Returning Zero, One, Two or More Values from a Function¶
In a lot of programming languages there’s a big difference between how you make a function return no values, one value, two values, or more. In Ginger you just list the values you want to return.
# No results.
define foo() =>> enddefine
# One result - a number.
define foo() =>> 99 enddefine
# Two results - a number and a boolean. Simply list them.
define foo() =>> 99, false enddefine
# Three results - a number, a boolean and a string.
define foo() =>> 99, false, "OK" enddefine
For comparison, here’s how it looks in Java.
// No results. Use void to declare no values are returned.
void foo() {}
// One result. Use return and declare the result.
int foo() { return 99; }
// Two results.
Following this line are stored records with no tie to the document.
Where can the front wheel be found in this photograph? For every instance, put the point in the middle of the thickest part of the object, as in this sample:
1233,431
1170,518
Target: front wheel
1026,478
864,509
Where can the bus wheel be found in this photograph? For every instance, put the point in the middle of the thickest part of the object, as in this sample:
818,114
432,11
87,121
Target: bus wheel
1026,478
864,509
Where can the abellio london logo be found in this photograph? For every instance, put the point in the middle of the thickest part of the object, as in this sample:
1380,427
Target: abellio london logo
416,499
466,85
Use the built-in but obscure Pair class.
import java.javafx.util.Pair;
Pair< Integer, Boolean > foo() {
// But this won't generalise to three values of different types.
return new Pair<>( 99, false );
}
// Three results, even clumsier.
import java.javafx.util.Pair;
Pair< Integer, Pair< Boolean, String > > foo() {
return new Pair<>( 99, new Pair<>( false, "OK" ) );
}
Swapping Two Variables¶
The idea that an expression can return more than one value comes in handy in lots of different ways. Swapping variables is especially easy.
# Assignment uses the '<-' symbol, not equals.
( y, x ) <- ( x, y )
This avoid the nuisance of having to introduce an intermediate variable of the same type, as you would in Java.